Neurotransmitters do not only have effects by themselves, they can also alter the impact of other neurotransmitters. In the case of 5-HT, much attention has been given to its interactions with the cholinergic system. 5-HT4 and 5-HT-1A agonists increase ACh release, as measured by in vivo microdialysis in the hippocampus and cortex (Koyama et al., 1999, Yamaguchi et al., 1997). The same is true for at least some receptors of the 5-HT2 family (Nair and Gudelsky, 2004). On the other hand, 5-HT3 receptors inhibit ACh release in the hippocampus (Diez-Ariza et al., 2002), and the same has been suggested for 5-HT6 receptors (Woolley et al., 2004). Perhaps because of these counteractive effects, 5-HT denervation of the hippocampus does not significantly alter ACh release in slice preparations of the hippocampus (Birthelmer et al., 2003). No clear conclusions are thus possible regarding the overall effect of 5-HT on ACh release in the hippocampus. Whether or not ACh increases 5-HT release is also not clear, as nicotinergic and muscarinergic ACh receptors have opposite effects on 5-HT release (Vizi and Kiss, 1998).

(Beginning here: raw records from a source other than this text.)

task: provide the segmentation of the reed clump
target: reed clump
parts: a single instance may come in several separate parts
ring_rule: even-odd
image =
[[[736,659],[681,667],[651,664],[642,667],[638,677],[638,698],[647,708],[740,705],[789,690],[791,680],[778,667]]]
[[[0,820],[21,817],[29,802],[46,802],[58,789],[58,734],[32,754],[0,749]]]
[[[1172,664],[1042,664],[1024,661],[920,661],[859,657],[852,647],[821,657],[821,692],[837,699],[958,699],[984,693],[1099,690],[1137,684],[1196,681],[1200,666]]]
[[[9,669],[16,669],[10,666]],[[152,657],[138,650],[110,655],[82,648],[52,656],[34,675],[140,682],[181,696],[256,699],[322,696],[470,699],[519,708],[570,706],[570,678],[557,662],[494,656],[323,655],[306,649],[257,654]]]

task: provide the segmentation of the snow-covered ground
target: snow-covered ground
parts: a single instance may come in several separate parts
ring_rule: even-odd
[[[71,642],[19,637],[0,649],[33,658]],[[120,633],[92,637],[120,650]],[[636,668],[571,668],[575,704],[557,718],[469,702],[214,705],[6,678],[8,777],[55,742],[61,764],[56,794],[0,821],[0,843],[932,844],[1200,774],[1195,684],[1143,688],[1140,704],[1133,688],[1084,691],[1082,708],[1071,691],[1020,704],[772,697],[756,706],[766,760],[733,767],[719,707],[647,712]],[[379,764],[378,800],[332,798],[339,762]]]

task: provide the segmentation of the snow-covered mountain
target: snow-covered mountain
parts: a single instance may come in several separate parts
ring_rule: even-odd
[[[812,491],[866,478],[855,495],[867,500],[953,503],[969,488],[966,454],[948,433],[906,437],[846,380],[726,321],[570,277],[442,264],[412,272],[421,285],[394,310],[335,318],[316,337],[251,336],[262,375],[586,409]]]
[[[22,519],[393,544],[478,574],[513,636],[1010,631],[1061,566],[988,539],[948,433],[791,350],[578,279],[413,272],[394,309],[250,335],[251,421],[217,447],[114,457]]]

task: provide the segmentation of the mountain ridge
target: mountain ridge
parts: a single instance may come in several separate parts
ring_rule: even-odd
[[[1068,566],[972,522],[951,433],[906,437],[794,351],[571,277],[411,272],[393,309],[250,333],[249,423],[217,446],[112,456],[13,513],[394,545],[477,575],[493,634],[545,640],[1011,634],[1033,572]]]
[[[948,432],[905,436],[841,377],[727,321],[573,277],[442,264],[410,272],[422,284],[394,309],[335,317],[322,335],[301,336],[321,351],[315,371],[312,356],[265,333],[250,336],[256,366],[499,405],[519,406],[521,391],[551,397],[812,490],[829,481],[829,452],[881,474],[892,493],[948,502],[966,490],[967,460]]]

Partly because of the heterogeneity of the 5-HT receptor group, the effects of 5-HT on principal cells in the hippocampus are not yet clear. In some categories, effects of different receptors have opposite directions, and may even cancel each other out. There are two areas where a clear net effect has been documented:
5-HT hyperpolarizes hippocampal principal cells directly, through 5- HT1A receptors, and indirectly, via 5-HT3 and 5-HT6 receptors on interneurons
5-HT diminishes adaptation in principal cells through a reduction of afterhyperpolarizing currents.
It may be that 5-HT, on balance, impairs LTP, but we judged support for this conjecture too uncertain to include it in our model.